En effet, il était tombé amoureux d’Ania au premier regard – de cette frêle jeune fille aux paupières closes, semblable à la Belle au bois dormant, qu’il fallait réveiller.

Vitali convoqua un conseil médical.

Les avis divergeaient : certains estimaient la démarche cruelle, d’autres y voyaient une chance.

La décision finale revenait au doyen des médecins, qui murmura :

— Laissez-le essayer.

Vitali expliqua aux parents : un nouveau médicament, une opération coûteuse – c’était la seule façon de sauver Ania.

Il parlait avec tant de conviction qu’Olga Serguievna accepta presque aussitôt.

Piotr Alexeïevitch vendit la voiture, le matériel, tout ce qui avait une valeur, afin de réunir les fonds nécessaires.

— Il vaut mieux perdre des biens que de la perdre elle, dit-il en essuyant une larme.

En caressant Grom, le chien malade et amaigri, il ajouta :

— Toi aussi, tiens bon, mon ami… Tu es son ami.

L’opération eut lieu, mais elle ne donna aucun résultat.

Vitali retira ses gants, dissimulant ses larmes.

Il ne voulait pas que quiconque voie sa faiblesse – cet homme fort et mûr pleurant en silence dans un coin.

Tout semblait vain…

Les parents perdirent le dernier espoir.

L’argent était épuisé, et ils se préparaient à débrancher les appareils.

Ils avançaient dans le couloir, s’appuyant l’un sur l’autre, tels deux vieillards ayant perdu le sens de la vie.

— J’ai laissé les comprimés à la maison, murmura Piotr.

— Ne te fâche pas… Je ne reviendrai sans doute pas, ajouta-t-il.

— Je sais, répondit Olga.

— Mais laisse au moins Grom la voir.

— On ne doit pas mourir seul…

Mais Ozerov ne renonça pas.

Il était prêt à tout vendre, à contracter un prêt – pour offrir une chance à Ania.

Il attendait les parents pour les convaincre de poursuivre le combat.

Quand il entra dans la chambre, un événement incroyable se produisit.

Ania était allongée les yeux ouverts.

Grom bondissait de joie près d’elle, aboyant d’excitation.

Elle murmura :

— Grom… je t’ai entendu… bonjour…

Tous s’immobilisèrent.

Les moniteurs reprirent vie, affichant de faibles mais réels signaux vitaux.

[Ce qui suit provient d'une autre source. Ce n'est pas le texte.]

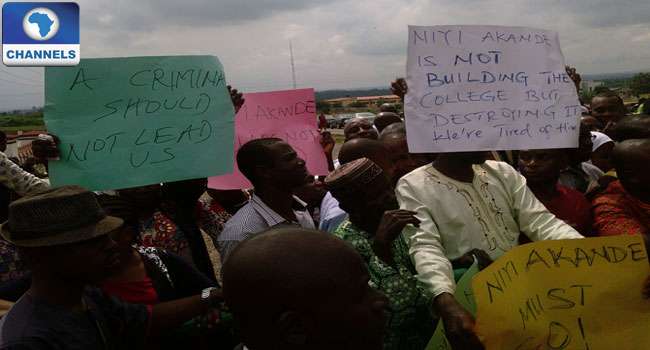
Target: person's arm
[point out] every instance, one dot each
(327, 142)
(187, 279)
(435, 270)
(534, 219)
(19, 180)
(425, 243)
(172, 313)
(390, 226)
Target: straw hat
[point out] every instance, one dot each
(350, 177)
(60, 215)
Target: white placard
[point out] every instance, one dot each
(474, 88)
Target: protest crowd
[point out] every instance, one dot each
(365, 257)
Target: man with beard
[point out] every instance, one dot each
(374, 227)
(275, 170)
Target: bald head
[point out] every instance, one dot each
(635, 126)
(384, 119)
(288, 278)
(395, 127)
(366, 148)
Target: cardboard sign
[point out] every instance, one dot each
(126, 122)
(565, 294)
(465, 297)
(289, 115)
(473, 88)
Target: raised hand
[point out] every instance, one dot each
(237, 98)
(399, 87)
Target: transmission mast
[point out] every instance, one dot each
(293, 67)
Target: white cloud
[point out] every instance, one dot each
(344, 43)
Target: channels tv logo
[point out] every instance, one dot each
(40, 34)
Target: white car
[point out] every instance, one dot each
(364, 115)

Vitali resta pétrifié dans l’embrasure.

Derrière lui, sa sœur fit irruption, puis le garde, et enfin tous ceux ayant suivi le chien dans l’hôpital… ils se pressaient à la porte.

Ania commença à guérir.

Grom reprit du poids, mangeait pour trois et redevint joyeux et bruyant.

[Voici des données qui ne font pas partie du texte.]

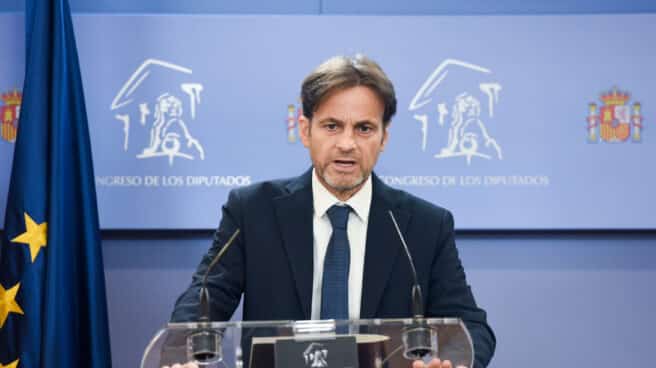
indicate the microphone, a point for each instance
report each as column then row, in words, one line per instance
column 204, row 345
column 418, row 337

Olga Serguievna ne savait plus si elle devait pleurer ou rire de bonheur.

Vitali soignait sa patiente – à la fois comme médecin et comme homme follement épris.

Il lui offrait des fleurs et préparait lui-même des mets qu’il lui apportait.

Un jour, Ania goûta sa salade et sourit :

— Sérieusement, vous n’ouvrez pas de restaurant ? Je vous engagerais ! Enfin… peut-être suis-je meilleure cuisinière ?

— Peut-être, rit Vitali.

— Mais tu m’aimes quand même.

Il la demanda en mariage.

Elle répondit « oui ».

Ils s’embrassèrent, et Grom – heureux, le museau gai – tenta de se glisser entre eux, prodiguant ses baisers humides et joyeux.